What wrought the miracle? Many things. First and foremost I put the solicitude of the authorities for the welfare of the men. Probably forty per cent of those drafted had not been the objects of care since infancy. But no sooner did they arrive in camp than all kinds of mysteriously inquisitive officers began to show a persistent interest in them. Were they clean? Some were not. Some had never been bathed in their lives, or at least since babyhood. A medical officer at Camp Dix told me of one recruit who was so absolutely filthy that no one would touch him; the hair on his body had grown back into his skin; he was alive with vermin. They had to put him on the ground and Scour him with brooms and soft soap. Following the cleanliness inquisitors came the uniformed dentists, who examined every tooth, extracting some, filling others, and issuing peremptory commands about tooth-brushes. Then another uniformed understudy of Providence insisted upon knowing the condition of the man's feet, showing an incomprehensible concern for ingrowing

toe nails. Was not all this enough? No, it was only the beginning. The recruit could not drink water unless it had been ana lyzed, he could not eat meals which had not been tested first by scrupulous official palates, he could not sleep in his bunk unless it were certified to as being correctly made, he could not buy anything at the post exchange except what had been allowed cn sale as pure, he could not even march or drill with his mouth open for fear of germs. So the men began to realize their value; they were worth Uncle Sam's most constant scientific attention. Instead of irritating the men, it gave them a new sense of self-esteem. Possibly they wondered why they had not been worthy of as much solicitude while they were mere citizens, but, at any rate, they were now aware that they were valuable assets. The flattery pleased them even though they seemed to chafe under its application.

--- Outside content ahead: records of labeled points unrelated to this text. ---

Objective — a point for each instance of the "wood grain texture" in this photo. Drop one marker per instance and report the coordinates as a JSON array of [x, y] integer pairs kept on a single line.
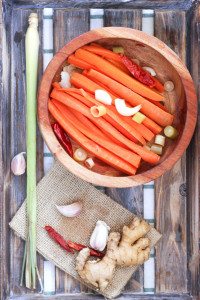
[[5, 41], [193, 163], [171, 253], [123, 18], [131, 198], [18, 137], [71, 23], [139, 4]]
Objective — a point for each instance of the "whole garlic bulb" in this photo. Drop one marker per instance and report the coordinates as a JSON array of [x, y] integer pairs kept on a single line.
[[99, 237]]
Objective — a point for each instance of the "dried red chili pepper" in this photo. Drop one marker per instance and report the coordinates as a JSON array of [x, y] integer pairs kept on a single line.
[[79, 247], [63, 138], [69, 245], [139, 74], [58, 238]]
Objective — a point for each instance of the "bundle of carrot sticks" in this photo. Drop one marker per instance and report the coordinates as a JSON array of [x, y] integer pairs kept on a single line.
[[115, 139]]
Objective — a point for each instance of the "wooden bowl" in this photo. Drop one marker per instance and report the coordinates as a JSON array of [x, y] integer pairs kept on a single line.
[[182, 102]]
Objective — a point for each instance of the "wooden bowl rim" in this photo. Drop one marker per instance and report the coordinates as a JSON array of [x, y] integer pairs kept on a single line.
[[59, 152]]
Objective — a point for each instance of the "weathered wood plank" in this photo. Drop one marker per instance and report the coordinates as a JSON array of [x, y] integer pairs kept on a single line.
[[131, 198], [70, 23], [17, 137], [193, 166], [99, 297], [138, 4], [171, 254], [5, 18]]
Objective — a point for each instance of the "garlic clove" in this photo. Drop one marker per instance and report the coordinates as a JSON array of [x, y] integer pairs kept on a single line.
[[103, 97], [18, 164], [99, 237], [125, 110], [71, 210], [65, 80]]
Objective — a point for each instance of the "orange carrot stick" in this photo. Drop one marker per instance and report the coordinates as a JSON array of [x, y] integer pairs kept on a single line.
[[126, 155], [149, 109], [119, 65], [69, 101], [80, 81], [127, 129], [102, 52], [113, 72], [79, 62], [88, 84], [89, 145]]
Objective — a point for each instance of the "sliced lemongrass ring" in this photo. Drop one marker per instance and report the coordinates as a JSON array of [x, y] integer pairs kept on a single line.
[[98, 111], [89, 163], [150, 70], [138, 117], [125, 110], [103, 97], [157, 149], [80, 154], [171, 132]]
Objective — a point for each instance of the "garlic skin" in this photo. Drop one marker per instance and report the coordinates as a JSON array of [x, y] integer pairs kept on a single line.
[[18, 164], [99, 237], [71, 210]]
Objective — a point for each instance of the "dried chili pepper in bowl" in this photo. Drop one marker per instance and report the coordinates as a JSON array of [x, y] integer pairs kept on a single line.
[[63, 138]]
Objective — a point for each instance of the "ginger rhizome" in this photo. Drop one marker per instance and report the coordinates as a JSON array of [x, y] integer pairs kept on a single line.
[[129, 249], [97, 272], [133, 249]]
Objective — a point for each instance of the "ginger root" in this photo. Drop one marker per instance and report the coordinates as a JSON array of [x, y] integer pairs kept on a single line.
[[133, 249], [98, 272]]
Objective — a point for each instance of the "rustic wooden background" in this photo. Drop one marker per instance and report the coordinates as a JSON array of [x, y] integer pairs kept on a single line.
[[177, 23]]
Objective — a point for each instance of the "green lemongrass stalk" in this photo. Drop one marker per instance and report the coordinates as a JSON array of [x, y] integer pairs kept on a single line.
[[32, 48]]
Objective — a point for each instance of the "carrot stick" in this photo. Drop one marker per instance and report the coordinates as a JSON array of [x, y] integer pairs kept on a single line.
[[127, 129], [158, 104], [119, 65], [89, 104], [159, 86], [126, 155], [145, 132], [149, 109], [102, 52], [113, 72], [81, 81], [79, 62], [90, 85], [69, 101], [101, 85], [89, 145]]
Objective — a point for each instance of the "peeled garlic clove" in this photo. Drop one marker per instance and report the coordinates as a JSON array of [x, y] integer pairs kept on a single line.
[[150, 70], [125, 110], [99, 237], [71, 210], [18, 164], [65, 80], [168, 86], [103, 97]]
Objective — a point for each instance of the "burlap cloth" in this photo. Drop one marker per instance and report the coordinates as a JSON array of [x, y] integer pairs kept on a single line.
[[61, 187]]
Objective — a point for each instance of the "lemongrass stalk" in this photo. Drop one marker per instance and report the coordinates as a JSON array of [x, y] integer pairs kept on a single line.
[[32, 48]]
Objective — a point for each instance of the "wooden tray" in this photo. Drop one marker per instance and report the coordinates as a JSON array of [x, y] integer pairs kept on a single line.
[[177, 192]]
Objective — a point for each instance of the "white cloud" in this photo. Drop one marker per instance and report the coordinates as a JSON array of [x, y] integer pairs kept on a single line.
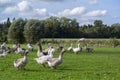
[[73, 12], [24, 6], [9, 10], [41, 11], [4, 1], [93, 2], [96, 13]]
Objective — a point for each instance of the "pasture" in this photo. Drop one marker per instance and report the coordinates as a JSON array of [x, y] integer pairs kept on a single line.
[[102, 64]]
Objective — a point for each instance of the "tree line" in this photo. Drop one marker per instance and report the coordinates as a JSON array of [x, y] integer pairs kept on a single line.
[[31, 30]]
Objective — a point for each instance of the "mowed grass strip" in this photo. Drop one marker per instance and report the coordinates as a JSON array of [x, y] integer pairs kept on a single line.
[[102, 64]]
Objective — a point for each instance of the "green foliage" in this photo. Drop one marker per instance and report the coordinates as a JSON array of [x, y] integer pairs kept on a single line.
[[102, 64], [15, 32], [33, 30], [114, 42]]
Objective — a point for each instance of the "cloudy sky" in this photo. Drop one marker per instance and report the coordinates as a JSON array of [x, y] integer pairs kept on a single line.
[[85, 11]]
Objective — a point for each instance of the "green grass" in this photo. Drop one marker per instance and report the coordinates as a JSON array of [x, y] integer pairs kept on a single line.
[[102, 64]]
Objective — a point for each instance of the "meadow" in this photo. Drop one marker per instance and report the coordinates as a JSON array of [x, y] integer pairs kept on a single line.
[[101, 64]]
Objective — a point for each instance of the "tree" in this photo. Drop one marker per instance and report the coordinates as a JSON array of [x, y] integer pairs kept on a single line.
[[34, 30], [15, 32]]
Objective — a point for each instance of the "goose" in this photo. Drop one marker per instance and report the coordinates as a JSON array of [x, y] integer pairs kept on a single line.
[[54, 62], [48, 50], [20, 50], [40, 52], [3, 54], [30, 46], [88, 49], [43, 59], [20, 63], [76, 50], [3, 46], [70, 48]]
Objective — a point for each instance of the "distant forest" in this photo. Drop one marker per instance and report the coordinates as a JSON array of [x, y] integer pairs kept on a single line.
[[22, 30]]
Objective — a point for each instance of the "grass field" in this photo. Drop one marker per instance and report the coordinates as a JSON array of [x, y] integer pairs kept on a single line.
[[102, 64]]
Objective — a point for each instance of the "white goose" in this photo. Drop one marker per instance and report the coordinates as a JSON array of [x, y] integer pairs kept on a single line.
[[20, 50], [39, 52], [3, 54], [30, 46], [76, 50], [43, 59], [54, 62], [20, 63], [70, 48]]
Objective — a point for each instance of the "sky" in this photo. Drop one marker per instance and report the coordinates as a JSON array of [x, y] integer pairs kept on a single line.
[[84, 11]]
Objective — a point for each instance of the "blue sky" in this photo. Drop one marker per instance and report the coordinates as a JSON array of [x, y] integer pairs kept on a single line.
[[84, 11]]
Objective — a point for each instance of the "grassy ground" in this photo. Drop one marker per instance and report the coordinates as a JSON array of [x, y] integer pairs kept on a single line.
[[102, 64]]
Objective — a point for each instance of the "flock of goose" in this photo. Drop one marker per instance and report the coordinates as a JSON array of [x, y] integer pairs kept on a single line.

Naturally and logically there followed the buoyancy of abounding health. The cleanliness, the simple but wholesome fare, the regularity of exercise, the open air, brought something absolutely new to a majority of the men-they felt the surge of a rich vitality in their veins. Thousands and thousands who had only subsisted hitherto began really to live. They had come from the gloomy canyons of our big cities, they had been torn from the cubby-holes of industrial offices, they had left forever the lung-clogging lint of the mill, they had jumped the counter and bade good-by to the effeminacy of the department store; yes, I feel certain that a majority of the men in the cantonments had been liberated from haunts or occupations which sapped their health, and within a month had felt themselves to be reborn.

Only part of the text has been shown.